Labor's economic statement

February 12, 1992
Issue 

Labor's economic statement

The Labor Party left was on the right track with its call last week for increased public spending to create employment in the coming February 26 economic statement. A delegation consisting of Senator Bruce Childs and MPs Andrew Theophanous and Stewart West put the proposal to Prime Minister Paul Keating on February 6. Their proposed $3 billion package would not be enough to eliminate unemployment, but it would be a step in the right direction.

No other option presently before the government offers any prospect of serious improvement in the employment situation. It is particularly grotesque to see Keating and other Labor government leaders trooping around the country consulting with big business in the lead-up to the economic statement. What do they expect to hear that they haven't been hearing for the past decade? Internationally and in this country, big business had a free run through the '80s, and it created the present situation. It's well past time for a new direction.

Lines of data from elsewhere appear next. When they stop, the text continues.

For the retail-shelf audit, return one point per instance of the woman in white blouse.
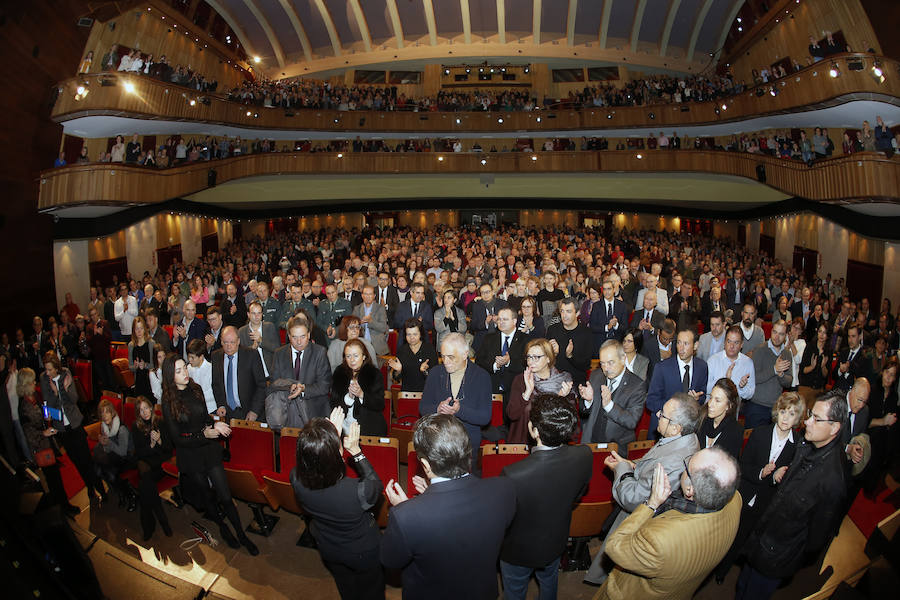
(764, 461)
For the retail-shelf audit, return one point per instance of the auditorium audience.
(357, 388)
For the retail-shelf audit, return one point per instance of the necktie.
(229, 384)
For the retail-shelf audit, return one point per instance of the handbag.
(45, 457)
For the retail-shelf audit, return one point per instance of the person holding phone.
(194, 434)
(61, 400)
(339, 506)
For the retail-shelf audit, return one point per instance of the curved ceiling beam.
(237, 29)
(726, 26)
(395, 21)
(667, 28)
(695, 31)
(570, 22)
(298, 29)
(467, 21)
(329, 26)
(264, 23)
(636, 25)
(429, 18)
(362, 24)
(604, 22)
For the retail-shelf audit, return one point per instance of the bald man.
(670, 543)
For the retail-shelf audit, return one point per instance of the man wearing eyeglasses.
(671, 542)
(677, 422)
(621, 396)
(807, 508)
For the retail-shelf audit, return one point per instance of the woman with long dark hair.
(344, 529)
(357, 388)
(194, 434)
(152, 447)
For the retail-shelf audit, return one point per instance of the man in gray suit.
(306, 363)
(621, 396)
(634, 479)
(260, 336)
(373, 318)
(713, 341)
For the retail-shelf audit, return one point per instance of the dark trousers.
(358, 576)
(753, 585)
(74, 441)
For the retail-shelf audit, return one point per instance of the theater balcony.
(145, 105)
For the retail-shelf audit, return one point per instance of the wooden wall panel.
(155, 99)
(790, 37)
(864, 175)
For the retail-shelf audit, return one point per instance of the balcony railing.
(858, 177)
(140, 97)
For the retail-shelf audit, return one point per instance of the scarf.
(553, 383)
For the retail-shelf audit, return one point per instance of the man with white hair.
(459, 387)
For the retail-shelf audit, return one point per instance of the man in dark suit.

The Labor left's proposal has some weaknesses, such as incentives for exporters. The business attitude to incentives is to take the money and run; anyone who can't see that today must have lived through the past decade in a paper bag (or Parliament House, which is close enough to the same thing). Business does only what's good for business, and the present situation makes it clear that's not what's good for the rest of us.

The recession/depression is not just the creation of a few boom and bust speculators such as Alan Bond and Christopher Skase. It is an inevitable part of the capitalist economic cycle. Those who accept the present economic system must also accept the periodic mass unemployment and hardship that it creates.

While the Labor left's proposal falls well short of a vision for a sustainable new direction, it is a start. At least it marks a departure from the superstitious theory that the capitalist market is some sort of magical entity capable of regulating all human activity. If this country is to be lifted out of recession by deliberate economic decisions and not simply left to wait it out until the recession/depression hits bottom, massive spending on socially useful, environmentally benign public works is a necessary first step.